Impact investing surges 18% as a new asset class
Fund managers and institutional investors which have been committed to impact investing in their portfolios lifted their exposures to the emerging asset class from US$25.4 billion to US$35.5 billion between 2013 and 2016.
A report – ‘Impact Investing Trends: Evidence of a Growing Industry’ – published by the not-for-profit research and support group Global Impact Investing Network (GIIN), follows a survey of 62 investing firms, including Australians Christian Super and venture manager LeapFrog.
Major trends to emerge from the survey results include:
- impact investors are demonstrating strong growth, with assets under management growing by 18 per cent compounded annually from 2013 to 2015
- impact investments are made across the world, in a diverse range of sectors and using various financial instruments, reflecting the wide variety of impact theses and strategies pursued by impact investors
- impact investors are consistently satisfied with both impact and financial performance, and
- the industry is making progress against several key indicators of market growth, despite there being certain barriers remaining to industry development.
Amit Bouri, the New York-based chief executive of GIIN, said that the trend for market growth was reassuring because it indicated room, and hope, for more: “more improvement, more investors entering the market, more impact”.
He said: “The market for impact investing is no longer nascent, but it is also far from being fully formed or matured.

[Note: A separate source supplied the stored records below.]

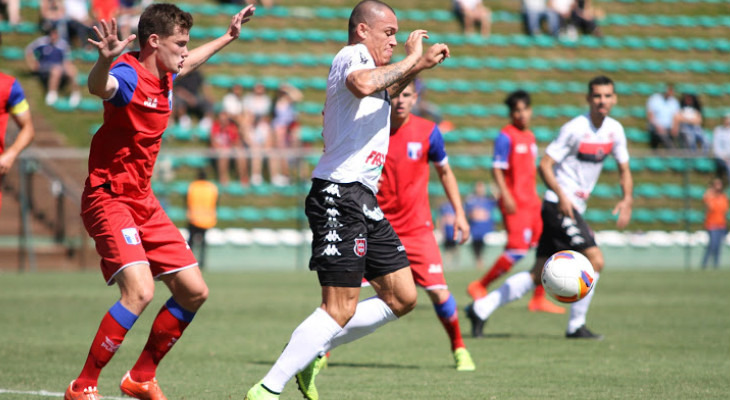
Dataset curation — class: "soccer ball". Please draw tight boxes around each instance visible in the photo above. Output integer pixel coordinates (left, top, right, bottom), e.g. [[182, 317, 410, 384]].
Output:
[[542, 250, 596, 303]]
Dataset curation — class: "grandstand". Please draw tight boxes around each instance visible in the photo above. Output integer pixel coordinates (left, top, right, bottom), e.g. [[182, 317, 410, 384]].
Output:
[[0, 0, 730, 265]]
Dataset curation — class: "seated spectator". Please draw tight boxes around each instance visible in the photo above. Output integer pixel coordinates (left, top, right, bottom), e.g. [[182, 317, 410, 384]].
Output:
[[118, 0, 152, 46], [646, 83, 679, 149], [0, 0, 20, 25], [210, 111, 249, 186], [173, 69, 213, 130], [464, 182, 495, 269], [269, 84, 302, 186], [25, 27, 81, 107], [453, 0, 492, 37], [571, 0, 603, 37], [712, 113, 730, 182], [243, 83, 272, 185], [672, 93, 708, 152], [522, 0, 560, 37]]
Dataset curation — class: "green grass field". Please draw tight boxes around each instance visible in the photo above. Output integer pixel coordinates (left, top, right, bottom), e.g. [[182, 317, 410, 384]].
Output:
[[0, 269, 730, 400]]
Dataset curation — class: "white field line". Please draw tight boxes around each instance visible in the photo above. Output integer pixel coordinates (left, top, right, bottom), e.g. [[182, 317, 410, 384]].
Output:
[[0, 389, 129, 400]]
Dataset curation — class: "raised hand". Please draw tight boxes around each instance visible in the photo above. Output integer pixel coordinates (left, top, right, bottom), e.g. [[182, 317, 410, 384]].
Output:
[[87, 18, 137, 60], [228, 4, 256, 39]]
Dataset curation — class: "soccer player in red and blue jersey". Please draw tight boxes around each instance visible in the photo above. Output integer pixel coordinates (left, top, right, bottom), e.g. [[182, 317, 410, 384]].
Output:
[[467, 90, 565, 318], [377, 82, 475, 371], [0, 72, 35, 209], [65, 3, 255, 400]]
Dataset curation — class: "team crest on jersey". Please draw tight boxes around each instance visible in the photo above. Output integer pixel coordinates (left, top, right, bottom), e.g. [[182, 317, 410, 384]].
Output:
[[407, 142, 423, 160], [353, 238, 368, 257], [122, 228, 142, 245]]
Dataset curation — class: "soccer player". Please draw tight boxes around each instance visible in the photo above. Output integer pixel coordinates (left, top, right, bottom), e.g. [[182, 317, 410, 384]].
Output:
[[0, 72, 35, 212], [246, 0, 449, 400], [65, 3, 255, 400], [467, 90, 565, 314], [466, 76, 633, 339]]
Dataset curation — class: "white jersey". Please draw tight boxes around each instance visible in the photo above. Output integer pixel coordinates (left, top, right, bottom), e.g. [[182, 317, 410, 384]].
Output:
[[312, 44, 390, 193], [545, 114, 629, 214]]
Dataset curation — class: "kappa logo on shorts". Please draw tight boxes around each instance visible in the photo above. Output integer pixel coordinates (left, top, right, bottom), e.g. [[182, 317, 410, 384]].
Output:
[[353, 238, 368, 257], [324, 231, 342, 242], [428, 264, 444, 274], [322, 244, 342, 256], [322, 183, 340, 197], [122, 228, 142, 245], [362, 204, 384, 221]]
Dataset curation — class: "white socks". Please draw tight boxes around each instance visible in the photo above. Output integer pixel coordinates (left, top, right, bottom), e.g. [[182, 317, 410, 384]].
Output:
[[262, 307, 342, 393], [323, 297, 398, 352], [474, 271, 535, 319], [566, 272, 600, 333]]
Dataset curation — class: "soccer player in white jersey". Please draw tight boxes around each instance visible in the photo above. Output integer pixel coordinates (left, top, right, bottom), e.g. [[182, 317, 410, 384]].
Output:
[[246, 0, 449, 400], [466, 76, 633, 340]]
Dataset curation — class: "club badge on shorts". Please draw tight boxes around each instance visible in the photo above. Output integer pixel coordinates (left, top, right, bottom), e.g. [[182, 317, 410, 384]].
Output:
[[122, 228, 142, 244], [353, 238, 368, 257]]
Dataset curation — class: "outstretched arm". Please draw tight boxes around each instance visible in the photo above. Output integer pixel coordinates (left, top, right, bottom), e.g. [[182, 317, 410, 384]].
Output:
[[178, 4, 256, 76], [87, 18, 137, 99], [436, 164, 470, 244]]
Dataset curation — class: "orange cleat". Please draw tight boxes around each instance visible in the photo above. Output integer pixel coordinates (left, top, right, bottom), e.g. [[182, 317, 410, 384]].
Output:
[[466, 281, 487, 301], [527, 297, 565, 314], [119, 371, 167, 400], [63, 380, 101, 400]]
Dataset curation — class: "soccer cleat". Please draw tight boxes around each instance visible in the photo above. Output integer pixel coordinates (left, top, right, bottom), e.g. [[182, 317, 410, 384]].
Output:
[[464, 303, 487, 337], [243, 382, 279, 400], [119, 371, 167, 400], [63, 380, 101, 400], [565, 325, 603, 340], [454, 347, 477, 371], [297, 354, 328, 400], [527, 297, 565, 314], [466, 281, 487, 300]]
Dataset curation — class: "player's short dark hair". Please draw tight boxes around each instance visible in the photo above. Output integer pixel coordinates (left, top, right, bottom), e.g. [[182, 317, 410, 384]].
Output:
[[347, 0, 395, 40], [504, 89, 531, 112], [137, 3, 193, 48], [588, 75, 616, 94]]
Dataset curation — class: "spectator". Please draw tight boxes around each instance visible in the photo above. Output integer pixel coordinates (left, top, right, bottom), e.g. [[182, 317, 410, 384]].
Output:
[[646, 83, 679, 149], [25, 27, 81, 107], [173, 69, 213, 130], [465, 182, 495, 269], [571, 0, 603, 37], [702, 178, 730, 269], [0, 0, 20, 25], [187, 169, 218, 269], [118, 0, 152, 46], [453, 0, 492, 37], [522, 0, 560, 37], [672, 93, 708, 153], [210, 111, 248, 186], [269, 84, 302, 186], [712, 113, 730, 180], [243, 83, 272, 185]]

As such, the impact investing industry is at a perfect moment for reflection. By looking closely at data from the past few years of impact investing, we can better direct the industry’s trajectory so that this powerful practice can reach its full potential-and faster…
“We have come a long way in building this market, but we have further to go, as the amount of available impact investment capital does not yet come close to matching the scope of the pressing social and environmental problems we face today. This brings me back to the importance of the research contained in this report.”
Membership of GIIN consists of about 90 asset owners, 115 managers and consultants and 50 service provider organisations around the world, which are involved or interested in impact investing.